[
https://issues.apache.org/jira/browse/MAPREDUCE-1347?page=com.atlassian.jira.plugin.system.issuetabpanels:all-tabpanel
]
Todd Lipcon updated MAPREDUCE-1347:
-----------------------------------
Status: Open (was: Patch Available)
I don't think this double-checked locking is safe. One thread may be calling
put() on the map while another is calling get() outside the synchronized
section. This can cause the getter to throw an exception or sometimes even
return the wrong entry.
> Missing synchronization in MultipleOutputFormat
> -----------------------------------------------
>
> Key: MAPREDUCE-1347
> URL: https://issues.apache.org/jira/browse/MAPREDUCE-1347
> Project: Hadoop Map/Reduce
> Issue Type: Bug
> Affects Versions: 0.21.0, 0.20.2, 0.22.0
> Reporter: Todd Lipcon
> Assignee: Harsh J Chouraria
> Attachments: mapreduce.1347.r1.diff
>
>
> MultipleOutputFormat's RecordWriter implementation doesn't use
> synchronization when accessing the recordWriters member. When using
> multithreaded mappers or reducers, this can result in problems where two
> threads will both try to create the same file, causing
> AlreadyBeingCreatedException.

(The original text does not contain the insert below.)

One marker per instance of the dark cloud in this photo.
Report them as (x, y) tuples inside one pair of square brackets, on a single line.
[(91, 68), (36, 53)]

Doing this more fine-grained than just
> synchronizing the whole method is probably a good idea, so that multithreaded
> mappers can actually achieve parallelism writing into separate output streams.
> From what I can tell, the new API's MultipleOutputs seems not to have this
> issue.
--
This message is automatically generated by JIRA.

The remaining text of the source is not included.